Certo, Obama ha bisogno anche dei sindacati per essere rieletto. Ma i sindacati hanno ancor più bisogno di Obama per continuare a svolgere un ruolo riconosciuto e istituzionalizzato, allontanando il più possibile il terrore di una qualsiasi forma di autorganizazione del conflitto da parte dei lavoratori. Lo sciopero generale autorganizzato a Oakland lo scorso novembre e il blocco dei porti della West Coast il mese successivo ad opera di Occupy sono ancora argomenti di suscitano paura e riprovazione negli apparati sindacali. Aggrapparsi a Obama è il modo per perpetuare quella sorta di concertazione ingabbiata che in fondo è una garanzia alla riproduzione dei gruppi dirigenti e al controllo della rappresentanza dei lavoratori.
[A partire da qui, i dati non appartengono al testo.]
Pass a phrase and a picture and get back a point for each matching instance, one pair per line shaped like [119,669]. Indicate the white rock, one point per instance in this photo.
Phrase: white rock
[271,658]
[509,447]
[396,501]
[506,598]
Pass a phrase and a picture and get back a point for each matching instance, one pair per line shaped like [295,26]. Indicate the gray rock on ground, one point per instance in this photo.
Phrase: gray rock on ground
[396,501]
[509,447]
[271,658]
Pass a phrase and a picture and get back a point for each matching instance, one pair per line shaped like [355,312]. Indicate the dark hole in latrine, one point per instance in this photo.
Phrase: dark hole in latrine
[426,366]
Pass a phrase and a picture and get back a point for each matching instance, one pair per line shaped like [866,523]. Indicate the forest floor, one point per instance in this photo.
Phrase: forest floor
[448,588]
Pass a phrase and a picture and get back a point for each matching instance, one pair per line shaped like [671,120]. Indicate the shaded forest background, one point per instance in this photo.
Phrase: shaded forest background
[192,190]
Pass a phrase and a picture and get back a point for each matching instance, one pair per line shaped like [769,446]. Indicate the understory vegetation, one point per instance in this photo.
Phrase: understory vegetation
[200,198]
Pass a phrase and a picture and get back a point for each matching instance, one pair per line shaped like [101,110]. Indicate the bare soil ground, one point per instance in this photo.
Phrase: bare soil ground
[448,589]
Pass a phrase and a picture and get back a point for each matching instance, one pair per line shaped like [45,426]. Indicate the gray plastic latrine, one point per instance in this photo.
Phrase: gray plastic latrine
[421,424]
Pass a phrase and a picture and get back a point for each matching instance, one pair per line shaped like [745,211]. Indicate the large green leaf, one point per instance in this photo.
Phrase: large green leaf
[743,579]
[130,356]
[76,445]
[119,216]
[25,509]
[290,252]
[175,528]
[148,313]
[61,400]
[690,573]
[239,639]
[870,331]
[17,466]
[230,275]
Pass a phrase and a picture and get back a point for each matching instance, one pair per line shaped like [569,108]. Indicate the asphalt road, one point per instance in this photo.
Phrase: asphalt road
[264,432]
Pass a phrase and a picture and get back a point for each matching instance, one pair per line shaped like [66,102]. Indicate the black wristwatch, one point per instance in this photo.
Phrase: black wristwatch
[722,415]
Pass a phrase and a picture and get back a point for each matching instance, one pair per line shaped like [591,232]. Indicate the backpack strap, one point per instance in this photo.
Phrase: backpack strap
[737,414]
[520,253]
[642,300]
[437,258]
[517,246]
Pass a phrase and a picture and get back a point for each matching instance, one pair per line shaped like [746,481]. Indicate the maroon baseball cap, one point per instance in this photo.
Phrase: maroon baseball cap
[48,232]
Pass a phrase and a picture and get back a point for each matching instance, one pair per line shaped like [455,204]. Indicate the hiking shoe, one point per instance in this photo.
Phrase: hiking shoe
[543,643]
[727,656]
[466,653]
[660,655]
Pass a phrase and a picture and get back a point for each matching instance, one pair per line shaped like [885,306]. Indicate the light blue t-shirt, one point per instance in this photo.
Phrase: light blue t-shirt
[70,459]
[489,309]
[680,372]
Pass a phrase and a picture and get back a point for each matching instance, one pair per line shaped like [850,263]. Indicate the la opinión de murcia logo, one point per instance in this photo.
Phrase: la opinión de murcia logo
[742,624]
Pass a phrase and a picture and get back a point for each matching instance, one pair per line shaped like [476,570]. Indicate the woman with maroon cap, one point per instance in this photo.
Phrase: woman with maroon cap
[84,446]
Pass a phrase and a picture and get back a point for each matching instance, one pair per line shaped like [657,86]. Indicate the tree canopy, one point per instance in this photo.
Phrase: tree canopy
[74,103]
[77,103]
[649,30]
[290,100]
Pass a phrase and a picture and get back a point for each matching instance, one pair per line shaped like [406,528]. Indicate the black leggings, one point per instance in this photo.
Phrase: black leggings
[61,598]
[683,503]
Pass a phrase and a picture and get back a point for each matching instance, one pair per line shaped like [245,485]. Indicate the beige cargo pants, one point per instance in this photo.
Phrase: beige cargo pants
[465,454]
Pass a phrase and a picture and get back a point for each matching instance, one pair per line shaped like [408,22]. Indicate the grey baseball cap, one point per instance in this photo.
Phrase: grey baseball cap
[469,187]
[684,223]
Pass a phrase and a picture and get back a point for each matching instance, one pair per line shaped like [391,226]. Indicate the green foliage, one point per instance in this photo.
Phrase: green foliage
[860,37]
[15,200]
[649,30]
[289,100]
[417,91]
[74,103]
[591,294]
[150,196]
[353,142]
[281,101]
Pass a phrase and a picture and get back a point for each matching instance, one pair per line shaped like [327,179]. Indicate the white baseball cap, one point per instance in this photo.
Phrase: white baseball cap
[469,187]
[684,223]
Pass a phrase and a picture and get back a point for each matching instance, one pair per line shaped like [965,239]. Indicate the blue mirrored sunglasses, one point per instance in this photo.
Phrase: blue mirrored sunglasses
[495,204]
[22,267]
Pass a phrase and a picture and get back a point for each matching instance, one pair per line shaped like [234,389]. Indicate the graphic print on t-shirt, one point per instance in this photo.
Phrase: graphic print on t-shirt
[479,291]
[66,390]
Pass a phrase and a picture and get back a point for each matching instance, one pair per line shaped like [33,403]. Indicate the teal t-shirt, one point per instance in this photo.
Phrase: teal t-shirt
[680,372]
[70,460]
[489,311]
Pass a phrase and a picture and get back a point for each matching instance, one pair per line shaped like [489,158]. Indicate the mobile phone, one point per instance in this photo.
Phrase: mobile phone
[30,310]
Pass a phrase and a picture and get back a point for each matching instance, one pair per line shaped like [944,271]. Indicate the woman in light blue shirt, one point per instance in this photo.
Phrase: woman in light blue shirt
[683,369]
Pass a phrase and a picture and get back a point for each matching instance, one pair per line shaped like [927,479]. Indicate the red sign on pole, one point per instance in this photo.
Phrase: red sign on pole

Ed anche una salvaguardia delle strutture organizzative e finanziarie dei sindacati. Preoccupa parecchio una possibile vittoria di Romney perché significherebbe un’ipoteca, non tanto per le condizioni di vita dei lavoratori scarsamente prese in considerazione, ma sul funzionamento della “macchina sindacale” e delle società finanziarie annesse e connesse.